Where are we to find wisdom in a world that is obsessed with technology? I do not believe that we will find it in electronic gadgets, which for all of their cachet and hipness have done little more than improve convenience for us. Yes, it is true that Twitter and Facebook helped dissident groups in autocratic countries, as we saw in the Arab Spring. But Twitter, Facebook, texting and all of the other apps are saturating us with too much stimuli.
While it is helpful for all of us to be connected to the Internet, we should not be tethered to our electronic devices all day long, when we could be reading, spending time in nature, having a good meal and engaging in conversation with loved ones. These activities should not be subjected to frequent interruption by electronics.
The overloading of stimuli may very well be ruining our powers of concentration, contributing to various health disorders, and perhaps deadening our minds.
Harold Bloom, the greatest literary critic of our time and my former professor, has accrued so much wisdom because he is our foremost reader with a deep, deep love for poetry. Sadly, many of the comments on my last piece, in which I critiqued David Brooks' superficial reading of Shakespeare, showed me that a number of people lack the wisdom of Bloom.
As I pointed out in a reply to one particularly obtuse comment, I am not alone in thinking that Hamlet and Falstaff are sublime. Bloom, a Bardolator of the highest order, reveres Falstaff and recognizes the genius of Hamlet.
It baffles me when commenters essentially say, "How can you like Hamlet and Falstaff, Robert. Hamlet causes his girlfriend's suicide, and Falstaff is a criminal."
Obviously, I am not condoning Falstaff's larceny or Hamlet's cruelty to Ophelia. But what I and others such as Professor Bloom love about Falstaff and Hamlet is their zest for life, their vitality, their love for play.
That is what makes Hamlet and Falstaff so special, such a blessing to all of us. The same can be said of Rosalind and Cleopatra. They love to play.
Conversely, Prince Hal, as I argued in my previous piece, is a calculating pol with no loyalty to his boon companion and mentor, Falstaff. That is not to say that I don't relish the moment when Hal engages Falstaff by saying, "Do thou stand for my father!"
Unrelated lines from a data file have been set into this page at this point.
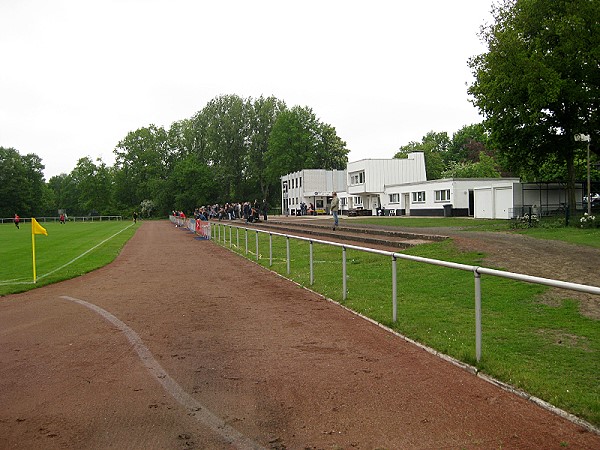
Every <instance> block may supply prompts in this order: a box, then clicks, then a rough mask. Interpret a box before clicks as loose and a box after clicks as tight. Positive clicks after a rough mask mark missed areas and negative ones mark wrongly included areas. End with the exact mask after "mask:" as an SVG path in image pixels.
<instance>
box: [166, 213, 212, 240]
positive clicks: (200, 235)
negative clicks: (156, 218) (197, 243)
mask: <svg viewBox="0 0 600 450" xmlns="http://www.w3.org/2000/svg"><path fill="white" fill-rule="evenodd" d="M169 220H170V221H171V223H173V224H175V226H176V227H179V228H185V229H187V230H189V231H191V232H192V233H196V234H197V235H198V236H200V237H201V238H203V239H210V223H209V222H206V221H203V220H199V219H193V218H189V219H182V218H181V217H179V216H169Z"/></svg>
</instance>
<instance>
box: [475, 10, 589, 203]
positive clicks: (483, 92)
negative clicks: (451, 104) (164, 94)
mask: <svg viewBox="0 0 600 450" xmlns="http://www.w3.org/2000/svg"><path fill="white" fill-rule="evenodd" d="M492 13H493V17H494V21H495V22H494V23H493V24H491V25H489V26H486V27H484V28H483V29H482V33H481V36H482V38H483V40H484V41H485V42H486V44H487V46H488V50H487V52H486V53H483V54H481V55H478V56H475V57H473V58H471V59H470V60H469V66H470V67H471V69H472V70H473V74H474V76H475V82H474V83H473V84H472V85H471V86H470V87H469V89H468V92H469V93H470V94H471V95H472V96H473V99H474V103H475V105H476V106H477V107H478V108H479V109H480V111H481V112H482V114H483V115H484V117H485V122H484V123H485V125H486V127H487V128H488V129H489V130H490V131H491V139H492V140H493V142H494V143H495V144H496V145H497V148H498V151H499V152H500V153H501V155H502V156H503V158H504V162H505V163H506V164H507V165H508V166H509V167H511V168H512V169H513V170H515V171H516V172H521V171H522V170H523V169H524V170H526V171H529V172H531V173H536V172H538V170H537V169H538V168H539V167H542V165H543V164H544V163H545V162H547V161H548V160H549V159H551V158H556V160H557V161H561V162H562V163H563V164H564V165H565V166H566V168H567V174H568V183H569V187H570V189H569V191H570V194H569V205H570V207H571V208H574V207H575V189H574V187H575V154H576V150H577V148H578V147H580V146H581V144H580V143H578V142H577V141H576V136H577V135H579V134H587V135H591V136H592V140H593V142H595V144H594V145H593V147H592V149H593V150H594V151H596V152H598V151H599V147H598V145H597V143H598V138H599V137H600V136H599V135H600V131H599V130H600V108H599V107H600V104H599V103H600V63H599V61H600V26H599V24H600V2H598V1H596V0H504V1H503V2H502V3H501V4H500V5H498V6H496V7H495V8H494V9H493V11H492Z"/></svg>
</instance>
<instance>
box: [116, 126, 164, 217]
mask: <svg viewBox="0 0 600 450" xmlns="http://www.w3.org/2000/svg"><path fill="white" fill-rule="evenodd" d="M114 153H115V155H116V158H115V174H114V177H115V179H114V180H115V198H116V200H117V202H118V205H119V206H120V208H121V209H125V208H126V209H130V208H132V207H137V205H139V204H140V202H141V201H142V200H146V199H151V200H155V199H156V198H157V197H159V196H160V195H162V193H163V190H164V184H165V181H166V178H167V174H168V166H169V164H170V163H171V152H170V149H169V146H168V139H167V132H166V131H165V129H164V128H163V127H157V126H155V125H150V126H149V127H145V128H140V129H138V130H136V131H132V132H130V133H128V134H127V136H126V137H125V139H123V140H122V141H120V142H119V143H118V145H117V148H115V150H114Z"/></svg>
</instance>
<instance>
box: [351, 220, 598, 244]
mask: <svg viewBox="0 0 600 450" xmlns="http://www.w3.org/2000/svg"><path fill="white" fill-rule="evenodd" d="M352 223H366V224H379V225H382V224H383V225H387V226H396V227H408V228H432V227H433V228H460V229H462V230H465V231H504V232H512V233H519V234H524V235H526V236H531V237H534V238H537V239H552V240H558V241H564V242H569V243H571V244H578V245H587V246H590V247H600V228H581V227H577V224H579V220H578V219H577V218H574V219H573V220H572V223H573V224H575V225H574V226H569V227H565V226H559V222H558V221H557V220H556V219H542V221H541V222H540V224H539V225H538V226H536V227H532V228H514V222H513V221H510V220H497V219H494V220H491V219H472V218H469V217H372V218H360V219H352Z"/></svg>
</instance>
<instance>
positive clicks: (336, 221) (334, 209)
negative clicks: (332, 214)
mask: <svg viewBox="0 0 600 450" xmlns="http://www.w3.org/2000/svg"><path fill="white" fill-rule="evenodd" d="M339 210H340V199H339V198H338V196H337V192H334V193H333V198H332V199H331V213H332V214H333V231H335V229H336V228H337V226H338V211H339Z"/></svg>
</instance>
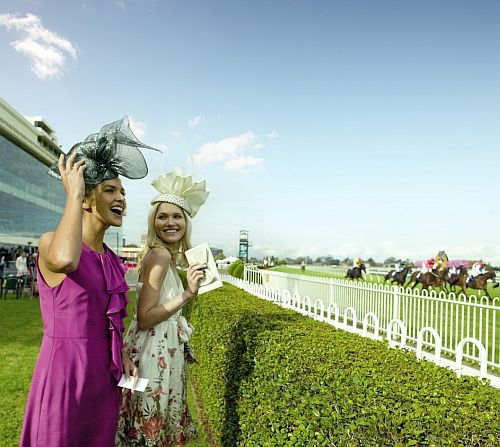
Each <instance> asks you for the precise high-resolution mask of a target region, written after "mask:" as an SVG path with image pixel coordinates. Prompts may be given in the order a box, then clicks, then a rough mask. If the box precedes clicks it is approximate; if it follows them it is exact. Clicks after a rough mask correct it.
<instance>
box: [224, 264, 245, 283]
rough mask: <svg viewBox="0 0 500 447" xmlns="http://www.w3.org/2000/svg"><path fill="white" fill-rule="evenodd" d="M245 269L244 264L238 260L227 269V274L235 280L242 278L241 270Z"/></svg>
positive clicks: (231, 264)
mask: <svg viewBox="0 0 500 447" xmlns="http://www.w3.org/2000/svg"><path fill="white" fill-rule="evenodd" d="M244 268H245V264H244V263H243V261H241V260H240V259H238V260H237V261H234V262H233V263H232V264H231V265H230V266H229V267H228V269H227V272H228V273H229V274H230V275H231V276H233V277H235V278H240V279H242V278H243V270H244Z"/></svg>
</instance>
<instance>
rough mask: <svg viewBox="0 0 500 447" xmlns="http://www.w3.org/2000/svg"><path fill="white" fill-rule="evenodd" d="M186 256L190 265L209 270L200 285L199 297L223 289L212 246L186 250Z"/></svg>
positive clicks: (192, 248)
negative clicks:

Falstaff is absolutely delighted and replies, "Shall I? Content."
Yet, even in that instant, in his bid for play, Hal is probably still calculating because he, like Mitt Romney for instance, is trying to size up his competition in a debate. Of course, like so many recent pols, that competition involves not Hotspur, a contemporary, so much as Hal's daddy. (George W. Bush and Andrew Cuomo famously come to mind as other politicians with daddy complexes.)
David Brooks is right that one cannot turn a young Prince Hal into Hamlet by giving him meds. But the truth is that Hal can never be Hamlet. Hal is and always will be a politician, ruthlessly ambitious and lacking the depth of the Prince of Denmark.
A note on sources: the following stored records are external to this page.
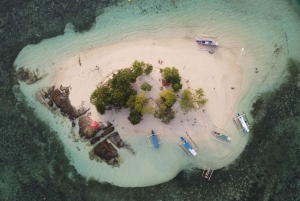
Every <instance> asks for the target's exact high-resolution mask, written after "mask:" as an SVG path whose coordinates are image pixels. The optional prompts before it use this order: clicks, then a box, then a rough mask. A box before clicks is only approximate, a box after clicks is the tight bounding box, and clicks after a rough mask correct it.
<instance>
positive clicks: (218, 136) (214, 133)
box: [213, 131, 231, 141]
mask: <svg viewBox="0 0 300 201" xmlns="http://www.w3.org/2000/svg"><path fill="white" fill-rule="evenodd" d="M213 134H214V135H216V136H218V137H220V138H222V139H224V140H228V141H230V140H231V138H230V137H229V136H227V135H224V134H222V133H218V132H216V131H213Z"/></svg>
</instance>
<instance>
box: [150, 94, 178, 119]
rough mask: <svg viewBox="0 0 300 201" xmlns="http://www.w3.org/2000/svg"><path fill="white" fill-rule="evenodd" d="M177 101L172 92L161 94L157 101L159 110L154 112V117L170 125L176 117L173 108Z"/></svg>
mask: <svg viewBox="0 0 300 201" xmlns="http://www.w3.org/2000/svg"><path fill="white" fill-rule="evenodd" d="M175 101H176V95H175V93H174V92H173V91H172V90H164V91H162V92H160V94H159V99H158V100H157V105H158V109H157V110H156V111H155V112H154V117H155V118H158V119H160V120H161V121H162V122H163V123H165V124H168V123H170V121H171V120H172V119H174V117H175V113H174V111H173V109H172V108H171V107H172V106H173V104H174V103H175Z"/></svg>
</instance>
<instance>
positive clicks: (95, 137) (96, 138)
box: [91, 136, 101, 144]
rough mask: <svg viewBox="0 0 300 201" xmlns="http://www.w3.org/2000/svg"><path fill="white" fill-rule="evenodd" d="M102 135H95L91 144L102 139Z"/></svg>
mask: <svg viewBox="0 0 300 201" xmlns="http://www.w3.org/2000/svg"><path fill="white" fill-rule="evenodd" d="M100 138H101V136H97V137H94V138H93V139H92V140H91V144H95V143H96V142H98V141H99V140H100Z"/></svg>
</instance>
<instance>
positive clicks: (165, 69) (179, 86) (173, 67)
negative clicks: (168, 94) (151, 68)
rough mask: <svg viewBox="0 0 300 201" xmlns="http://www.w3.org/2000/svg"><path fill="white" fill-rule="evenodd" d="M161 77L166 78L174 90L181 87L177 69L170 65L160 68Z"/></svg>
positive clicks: (177, 70)
mask: <svg viewBox="0 0 300 201" xmlns="http://www.w3.org/2000/svg"><path fill="white" fill-rule="evenodd" d="M161 72H162V76H163V78H165V79H166V81H167V82H168V83H171V84H172V88H173V90H174V91H175V92H177V91H179V90H180V89H182V84H181V83H180V82H181V77H180V75H179V72H178V69H176V68H174V67H172V68H170V67H166V68H164V69H162V70H161Z"/></svg>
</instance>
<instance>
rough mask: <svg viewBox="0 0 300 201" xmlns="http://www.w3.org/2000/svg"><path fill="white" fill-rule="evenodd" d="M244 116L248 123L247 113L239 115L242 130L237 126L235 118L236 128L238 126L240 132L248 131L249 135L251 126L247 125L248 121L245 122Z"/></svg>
mask: <svg viewBox="0 0 300 201" xmlns="http://www.w3.org/2000/svg"><path fill="white" fill-rule="evenodd" d="M243 116H245V118H246V119H247V121H248V118H247V116H246V114H245V113H244V114H243V115H240V113H238V114H237V118H238V120H239V122H240V123H241V125H242V129H240V128H239V126H238V125H237V123H236V121H235V119H234V118H233V120H234V122H235V124H236V126H237V127H238V128H239V129H240V130H244V131H246V132H247V133H249V126H250V125H247V123H246V121H245V119H244V117H243ZM248 122H249V121H248Z"/></svg>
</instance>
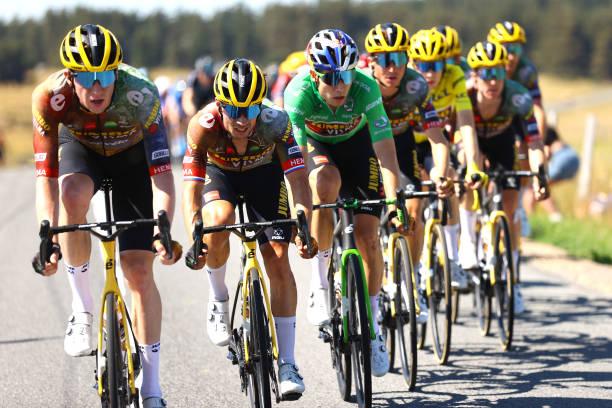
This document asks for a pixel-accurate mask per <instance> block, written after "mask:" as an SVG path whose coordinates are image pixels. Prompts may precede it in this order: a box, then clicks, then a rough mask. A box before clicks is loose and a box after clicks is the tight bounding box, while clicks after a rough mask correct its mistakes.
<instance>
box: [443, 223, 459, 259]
mask: <svg viewBox="0 0 612 408" xmlns="http://www.w3.org/2000/svg"><path fill="white" fill-rule="evenodd" d="M444 235H445V236H446V247H447V249H448V257H449V258H450V260H451V261H457V260H458V258H459V256H458V253H457V252H458V250H459V224H455V225H445V226H444Z"/></svg>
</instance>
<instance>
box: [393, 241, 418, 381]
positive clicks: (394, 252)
mask: <svg viewBox="0 0 612 408" xmlns="http://www.w3.org/2000/svg"><path fill="white" fill-rule="evenodd" d="M393 252H394V256H393V260H394V268H393V270H394V271H395V284H396V292H395V299H393V301H394V303H395V331H397V336H395V337H397V343H398V353H399V355H400V361H401V364H402V374H403V376H404V380H405V381H406V384H407V385H408V390H409V391H413V390H414V387H415V385H416V373H417V325H416V307H415V304H414V287H413V285H412V273H413V270H412V263H411V260H410V252H409V251H408V245H407V244H406V239H405V238H404V237H398V238H397V240H396V241H395V245H394V248H393ZM406 329H408V330H407V332H406ZM391 332H392V333H394V331H393V330H392V331H391Z"/></svg>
One might ask why some of us revere Hamlet so much. Part of it is because he does not seek the crown. He is completely apolitical, so that even though his father has been murdered, he does not attempt to take the crown for himself.
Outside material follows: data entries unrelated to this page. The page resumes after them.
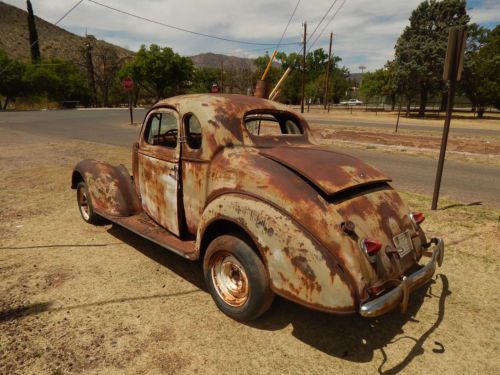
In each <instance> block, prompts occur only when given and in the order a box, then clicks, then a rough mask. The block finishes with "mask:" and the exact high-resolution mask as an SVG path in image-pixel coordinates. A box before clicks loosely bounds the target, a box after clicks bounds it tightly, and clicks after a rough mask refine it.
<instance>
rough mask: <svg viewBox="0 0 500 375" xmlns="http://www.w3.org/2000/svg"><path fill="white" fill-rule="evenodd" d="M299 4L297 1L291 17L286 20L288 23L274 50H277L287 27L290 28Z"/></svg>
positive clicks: (285, 32) (281, 34) (279, 46)
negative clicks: (289, 26)
mask: <svg viewBox="0 0 500 375" xmlns="http://www.w3.org/2000/svg"><path fill="white" fill-rule="evenodd" d="M299 4H300V0H298V1H297V4H296V5H295V8H294V9H293V12H292V15H291V16H290V19H289V20H288V23H287V24H286V27H285V30H283V34H281V38H280V41H279V42H278V44H277V45H276V48H275V50H278V48H279V47H280V45H281V42H282V41H283V38H284V36H285V34H286V31H287V30H288V26H290V22H292V19H293V16H295V12H296V11H297V8H298V7H299Z"/></svg>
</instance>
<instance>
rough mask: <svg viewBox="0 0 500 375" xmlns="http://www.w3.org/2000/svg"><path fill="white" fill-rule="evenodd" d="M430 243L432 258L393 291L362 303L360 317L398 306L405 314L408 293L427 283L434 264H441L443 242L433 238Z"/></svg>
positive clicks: (442, 240)
mask: <svg viewBox="0 0 500 375" xmlns="http://www.w3.org/2000/svg"><path fill="white" fill-rule="evenodd" d="M431 242H432V243H434V246H433V247H432V249H431V251H432V256H431V260H430V261H429V263H427V264H426V265H425V266H424V267H422V268H420V269H419V270H418V271H415V272H414V273H412V274H411V275H408V276H405V277H403V280H401V283H400V284H399V285H398V286H397V287H395V288H394V289H392V290H390V291H389V292H387V293H385V294H383V295H382V296H380V297H377V298H375V299H373V300H370V301H368V302H365V303H363V304H362V305H361V307H360V308H359V313H360V314H361V315H362V316H364V317H366V318H373V317H376V316H379V315H382V314H384V313H386V312H388V311H390V310H393V309H394V308H396V307H397V306H398V305H399V306H400V307H401V311H403V312H406V310H407V308H408V301H409V299H410V293H411V292H412V291H414V290H415V289H417V288H419V287H421V286H422V285H424V284H425V283H427V282H428V281H429V280H430V279H431V278H432V276H433V275H434V272H435V271H436V264H437V265H439V266H440V267H441V264H442V263H443V256H444V243H443V240H441V239H439V238H433V239H432V240H431Z"/></svg>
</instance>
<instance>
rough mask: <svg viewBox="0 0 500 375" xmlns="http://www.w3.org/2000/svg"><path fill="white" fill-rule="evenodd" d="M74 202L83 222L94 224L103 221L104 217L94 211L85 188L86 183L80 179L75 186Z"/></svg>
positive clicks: (91, 200)
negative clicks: (76, 204)
mask: <svg viewBox="0 0 500 375" xmlns="http://www.w3.org/2000/svg"><path fill="white" fill-rule="evenodd" d="M76 202H77V204H78V210H79V211H80V215H81V216H82V219H83V220H84V221H85V222H87V223H89V224H94V225H98V224H102V223H104V219H103V218H102V217H101V216H99V215H97V214H96V213H95V212H94V207H93V206H92V198H91V197H90V194H89V189H88V188H87V184H86V183H85V182H83V181H80V182H79V183H78V185H77V187H76Z"/></svg>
Hamlet, in that respect, is not unlike other truly sublime figures like Albert Einstein, who was offered the presidency of Israel but declined. Why? Because the greatest impact that an eminent artist or scientist can have is in creating new art and new ways of looking at the world.
As for specific suggestions on education, I would recommend that some of the commenters read Professor Bloom's books. They might start with Shakespeare: The Invention of the Human.
And we might all advocate in favor of a more qualitative approach to education. One cannot quantify genius, just as one cannot quantify a human being, creativity or imagination.
It strikes me that both political parties have been relying too much on test scores. When I was in public, elementary school, we had an open classroom with no grades. Instead, we got comments.
If I were running the public schools, I would favor that approach, a Bank Street School, child-centered approach. Yes, we can introduce kids to the military, as Brooks has said, though I don't think school should be run like a boot camp. We want to pique the curiosity of kids so that they can become independent thinkers. Boot camps are not like that. Boot camps tend to break people down so that they lose their uniqueness.
And an over-reliance on testing and quantification of kids will do nothing other than traumatize them.
When I was in junior high and high school, our English teachers for the most part had a policy of not putting grades on our papers. That remains a good idea.
I recognize that we need some kind of grading and standardized testing for high school kids in order for colleges to have a seemingly objective means of assessing applicants. But we should not rely on those statistics to the detriment of comments from teachers, recommendations, interviews and other non-measurable but more salient attributes such as character, imagination, wit and honesty.
I might have gotten a little heated in my last post, but that is very Hotspurian. It might not surprise anyone that I played Hotspur in a class on the bildungsroman when I was a senior in high school. And it might not surprise anyone that I wrote my senior thesis in college for Harold Bloom on Rosalind and Hamlet, both of whom love to play.